Fırsat ile tehlikeyi karıştırmayın!..
Bir şeyleri çok istemek veya ciddi bir risk taşıyor olmak çoğu kez zihinsel körlük yaratarak gerçekçi olmayı engelleyebiliyor. Geride bıraktığımız hafta genelinde küresel ölçekte yaşanan gelişmeler ve piyasa eğilimleri söz konusu durum nedeniyle sağlıklı düşünmeyi engelleyebilir; beklentileri yönlendirme amacı ile öne sürülen değerlendirmeler bu olumsuzluğu iyice pekiştirebilir.
Finansal piyasalar ABD ekonomisine ilişkin bütçe anlaşmazlığı ve borç tavanı sorununu, nasıl olsa bir şekilde aşılır düşüncesi ile fiyatlamamışlardı. Düşünüldüğü gibi sorun çözülmedi fakat kısa vadeli rahatlama yaratacak geçici bir uzlaşı gerçekleşti; sanki bir sürpriz olmuş gibi fiyat hareketleri yaşandı.

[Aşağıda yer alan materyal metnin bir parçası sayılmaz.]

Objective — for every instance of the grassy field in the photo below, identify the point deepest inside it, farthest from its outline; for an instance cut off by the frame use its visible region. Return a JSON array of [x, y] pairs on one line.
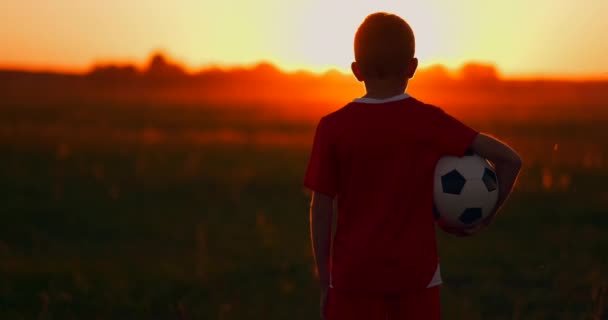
[[139, 212]]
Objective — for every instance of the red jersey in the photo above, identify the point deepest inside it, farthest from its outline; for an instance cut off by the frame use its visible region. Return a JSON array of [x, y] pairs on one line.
[[379, 160]]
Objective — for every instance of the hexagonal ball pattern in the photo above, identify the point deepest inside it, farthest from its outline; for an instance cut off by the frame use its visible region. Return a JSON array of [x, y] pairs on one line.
[[452, 182], [470, 215], [435, 212], [489, 179]]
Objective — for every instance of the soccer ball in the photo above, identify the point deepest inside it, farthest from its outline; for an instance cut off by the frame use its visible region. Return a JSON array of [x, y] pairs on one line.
[[465, 190]]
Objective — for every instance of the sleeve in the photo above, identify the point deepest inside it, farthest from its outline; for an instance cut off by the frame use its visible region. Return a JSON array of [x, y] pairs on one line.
[[321, 174], [453, 137]]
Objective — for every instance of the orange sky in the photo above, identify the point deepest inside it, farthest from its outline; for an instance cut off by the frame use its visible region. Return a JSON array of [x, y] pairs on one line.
[[523, 37]]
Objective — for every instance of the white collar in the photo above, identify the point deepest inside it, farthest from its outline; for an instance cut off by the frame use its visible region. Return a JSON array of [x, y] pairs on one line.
[[398, 97]]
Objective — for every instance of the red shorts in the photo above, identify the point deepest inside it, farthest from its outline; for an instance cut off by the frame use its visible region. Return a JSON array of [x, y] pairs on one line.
[[423, 304]]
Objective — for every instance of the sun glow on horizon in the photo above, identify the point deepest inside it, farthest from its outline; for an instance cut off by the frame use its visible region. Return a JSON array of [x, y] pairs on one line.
[[519, 37]]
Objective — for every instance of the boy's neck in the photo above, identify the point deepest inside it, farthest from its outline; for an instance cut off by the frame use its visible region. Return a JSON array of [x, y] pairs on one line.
[[383, 90]]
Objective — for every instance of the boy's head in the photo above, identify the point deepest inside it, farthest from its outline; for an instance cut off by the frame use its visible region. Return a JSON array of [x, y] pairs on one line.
[[384, 49]]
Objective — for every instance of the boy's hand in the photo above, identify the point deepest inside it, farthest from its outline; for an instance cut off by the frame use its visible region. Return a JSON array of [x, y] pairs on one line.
[[323, 304]]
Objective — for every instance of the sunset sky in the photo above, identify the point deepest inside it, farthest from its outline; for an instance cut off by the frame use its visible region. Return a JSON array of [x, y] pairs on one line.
[[522, 37]]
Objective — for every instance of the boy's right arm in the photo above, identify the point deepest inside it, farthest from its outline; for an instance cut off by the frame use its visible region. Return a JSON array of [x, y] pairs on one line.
[[506, 161]]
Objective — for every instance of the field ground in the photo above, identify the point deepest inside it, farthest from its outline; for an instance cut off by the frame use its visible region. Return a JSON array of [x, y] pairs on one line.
[[195, 215]]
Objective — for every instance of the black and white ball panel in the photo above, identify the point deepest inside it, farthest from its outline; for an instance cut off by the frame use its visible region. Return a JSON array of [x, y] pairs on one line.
[[465, 189]]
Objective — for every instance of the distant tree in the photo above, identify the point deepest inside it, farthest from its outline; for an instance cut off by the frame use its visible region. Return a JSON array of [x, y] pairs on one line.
[[433, 74], [477, 72], [160, 67]]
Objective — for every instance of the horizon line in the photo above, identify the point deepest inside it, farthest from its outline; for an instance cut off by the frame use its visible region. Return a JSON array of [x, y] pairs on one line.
[[82, 70]]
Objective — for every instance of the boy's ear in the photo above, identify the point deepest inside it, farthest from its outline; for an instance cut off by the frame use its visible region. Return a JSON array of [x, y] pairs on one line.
[[411, 69], [355, 68]]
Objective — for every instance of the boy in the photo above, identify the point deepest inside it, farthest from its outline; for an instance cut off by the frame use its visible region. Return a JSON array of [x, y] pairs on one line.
[[377, 155]]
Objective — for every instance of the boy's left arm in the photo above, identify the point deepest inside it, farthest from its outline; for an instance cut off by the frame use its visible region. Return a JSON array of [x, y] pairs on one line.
[[321, 211]]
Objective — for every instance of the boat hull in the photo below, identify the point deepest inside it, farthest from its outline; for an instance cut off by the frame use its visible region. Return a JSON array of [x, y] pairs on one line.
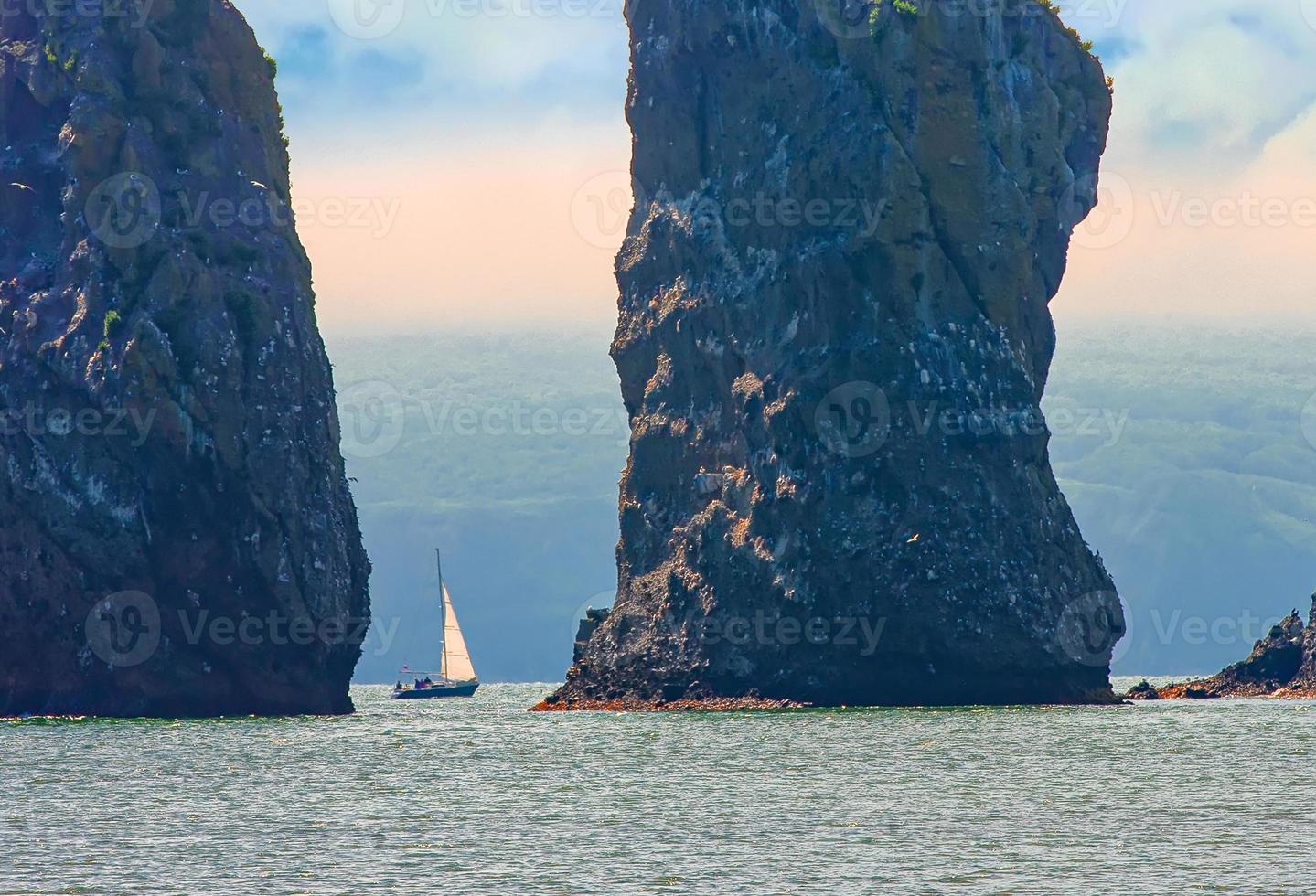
[[466, 689]]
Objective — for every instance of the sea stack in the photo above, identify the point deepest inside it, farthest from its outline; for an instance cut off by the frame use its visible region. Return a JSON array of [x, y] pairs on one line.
[[1282, 665], [833, 342], [177, 533]]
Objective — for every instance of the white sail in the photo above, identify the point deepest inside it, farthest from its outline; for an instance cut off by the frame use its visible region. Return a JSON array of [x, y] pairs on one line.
[[457, 658]]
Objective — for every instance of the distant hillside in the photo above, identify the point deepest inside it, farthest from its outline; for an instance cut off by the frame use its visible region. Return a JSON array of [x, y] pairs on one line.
[[1181, 449]]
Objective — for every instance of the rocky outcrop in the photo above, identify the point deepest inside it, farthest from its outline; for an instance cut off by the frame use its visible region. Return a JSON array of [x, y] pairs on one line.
[[177, 534], [833, 342], [1282, 665]]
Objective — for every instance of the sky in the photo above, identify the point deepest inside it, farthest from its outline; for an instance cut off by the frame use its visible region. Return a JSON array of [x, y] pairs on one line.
[[465, 159]]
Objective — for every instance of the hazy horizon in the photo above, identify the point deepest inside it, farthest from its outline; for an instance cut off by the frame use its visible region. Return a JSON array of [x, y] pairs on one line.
[[483, 176]]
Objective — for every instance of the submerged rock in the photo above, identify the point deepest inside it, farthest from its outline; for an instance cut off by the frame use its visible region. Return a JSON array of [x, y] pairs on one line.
[[833, 344], [1282, 665], [177, 534]]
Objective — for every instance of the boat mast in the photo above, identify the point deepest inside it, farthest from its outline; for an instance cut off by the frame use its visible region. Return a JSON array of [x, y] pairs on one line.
[[443, 617]]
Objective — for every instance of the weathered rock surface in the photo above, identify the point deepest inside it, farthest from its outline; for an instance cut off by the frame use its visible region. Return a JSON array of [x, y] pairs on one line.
[[833, 342], [177, 534], [1282, 665]]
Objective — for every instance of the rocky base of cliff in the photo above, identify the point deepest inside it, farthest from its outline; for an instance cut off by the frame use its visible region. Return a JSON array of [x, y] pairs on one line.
[[1282, 666], [710, 704]]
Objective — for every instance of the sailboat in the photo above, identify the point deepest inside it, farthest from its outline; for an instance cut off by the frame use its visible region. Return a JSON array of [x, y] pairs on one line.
[[455, 675]]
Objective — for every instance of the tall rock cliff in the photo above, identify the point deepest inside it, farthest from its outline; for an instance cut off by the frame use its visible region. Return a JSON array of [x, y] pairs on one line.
[[177, 533], [833, 342]]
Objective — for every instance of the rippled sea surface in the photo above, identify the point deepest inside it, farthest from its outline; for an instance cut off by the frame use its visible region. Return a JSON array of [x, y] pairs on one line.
[[478, 796]]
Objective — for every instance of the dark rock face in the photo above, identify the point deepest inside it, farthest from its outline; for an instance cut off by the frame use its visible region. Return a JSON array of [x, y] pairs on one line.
[[177, 534], [1142, 691], [1282, 665], [833, 342]]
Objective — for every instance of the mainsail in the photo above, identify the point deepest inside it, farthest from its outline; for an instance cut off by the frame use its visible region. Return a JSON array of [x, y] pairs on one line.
[[457, 658]]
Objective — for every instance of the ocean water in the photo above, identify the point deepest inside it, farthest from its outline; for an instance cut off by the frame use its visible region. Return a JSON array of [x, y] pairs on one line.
[[479, 796]]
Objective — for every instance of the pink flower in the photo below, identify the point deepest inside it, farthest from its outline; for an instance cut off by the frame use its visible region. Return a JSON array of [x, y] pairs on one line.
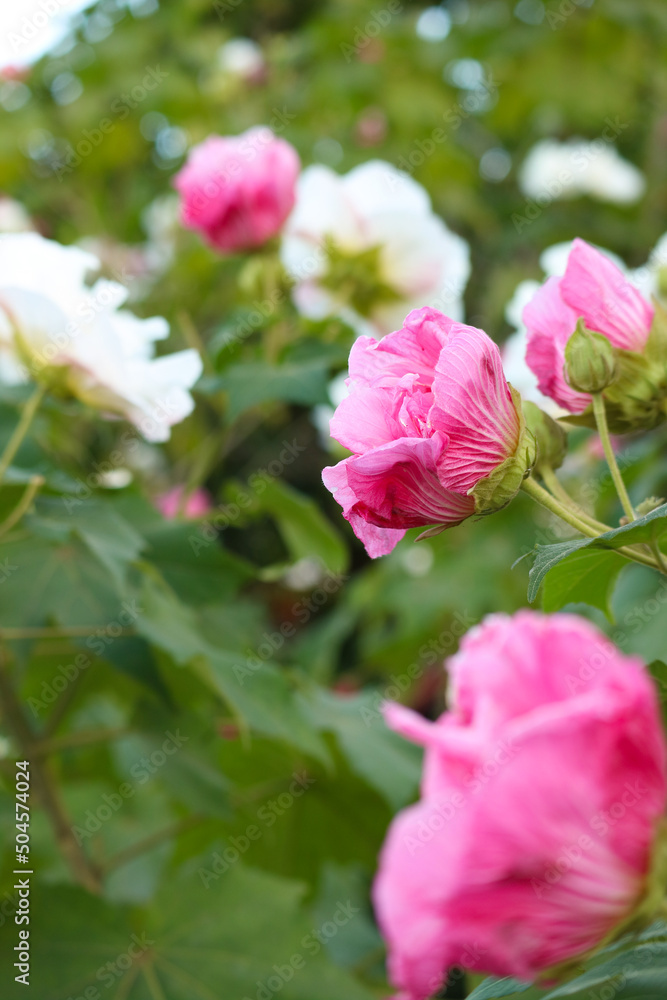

Dolar diğer tüm paralara karşı kısmen değer kaybetti, sermaye ve emtia piyasaları son haftalardaki kayıplarını geri aldı, tahvil faizleri cüzi miktarda geriledi. Bu aşamada sormak gerekiyor her şey yeniden normalleşmeye başladı mı? Risk alma isteği artacak ve sermaye yeniden gelişmekte olan ekonomilere akacak mı? Yukarıdaki sorulara verilebilecek yanıt hayırdır fakat piyasalar cevap evetmiş gibi fiyatlama yapabilir. Bu tuhaflığa aldananlar, fırsatla tehlikeyi karıştırıp içinden çıkamayacakları bir açmaza düşebilir veya mevcut sorunlarını iyice ağırlaştırabilir.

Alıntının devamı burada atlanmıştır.